ここで重要なのは部長の、誤植が作中作であることを示しているというものです。
どこに誤植があったかはすでに示した通りですが、誤植がなかったものが物語中に2つ存在しました。
それは、菊池の発言と、文芸部女子の語り(この設定で組んでいたのですが1箇所だけミスがありました、申し訳ない)。
つまり、この2人だけは作品の外側(我々と同じ次元)の存在であることを暗に示していたのでした。菊池の一人称視点による地の文には誤植がありますが、それは物語の中に飲み込まれているからで、声に出した言葉はミスなく文字になっています。
「誤植=作中作を暗示」と指摘した部長本人が誤植を連発することによって、この文芸部の世界も、ポッキーの世界と同様一冊の本の世界であることを示していたのです。
つまり菊池がポッキーの物語に入ったように、文芸部女子もこのEsprit liseurという作品の中に迷い込んでいる。

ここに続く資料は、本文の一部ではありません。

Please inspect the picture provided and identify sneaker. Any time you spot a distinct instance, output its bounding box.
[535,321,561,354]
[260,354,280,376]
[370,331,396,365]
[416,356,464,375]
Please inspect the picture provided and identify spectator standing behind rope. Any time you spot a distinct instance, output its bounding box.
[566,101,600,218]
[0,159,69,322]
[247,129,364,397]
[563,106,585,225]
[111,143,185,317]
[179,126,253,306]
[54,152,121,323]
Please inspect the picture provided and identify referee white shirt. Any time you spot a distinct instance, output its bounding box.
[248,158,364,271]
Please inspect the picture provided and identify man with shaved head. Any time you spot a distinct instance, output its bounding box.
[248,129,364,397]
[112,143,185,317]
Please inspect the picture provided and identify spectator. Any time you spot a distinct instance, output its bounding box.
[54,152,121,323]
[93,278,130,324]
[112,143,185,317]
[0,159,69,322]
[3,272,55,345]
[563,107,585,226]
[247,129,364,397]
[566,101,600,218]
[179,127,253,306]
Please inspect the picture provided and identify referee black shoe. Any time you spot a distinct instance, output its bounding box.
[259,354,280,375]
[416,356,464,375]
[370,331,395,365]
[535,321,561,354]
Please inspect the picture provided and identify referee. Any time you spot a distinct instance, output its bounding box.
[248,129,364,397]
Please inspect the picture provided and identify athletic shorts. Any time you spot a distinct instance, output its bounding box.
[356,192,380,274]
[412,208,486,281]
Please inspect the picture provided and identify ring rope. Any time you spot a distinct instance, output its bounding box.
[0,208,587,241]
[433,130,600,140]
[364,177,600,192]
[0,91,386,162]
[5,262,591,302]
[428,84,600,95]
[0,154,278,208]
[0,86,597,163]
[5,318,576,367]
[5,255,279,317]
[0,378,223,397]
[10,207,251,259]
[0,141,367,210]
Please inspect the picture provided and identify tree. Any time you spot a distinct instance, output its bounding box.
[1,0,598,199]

そして脱出の手口が分からず、この世界にある高校に入って作品を書いた。
これが物語の真相でした。
ここまで書けば、3部の外側に「我々の世界」を置いた意味が分かると思います、
1部のところでも解説しましたが、鍵括弧を閉じずに終えているのはそこで物語を読むことが無理矢理に中断されたことを示しています。
概要本編問わずやっていましたが、入れ子構造を示す表現でもありました。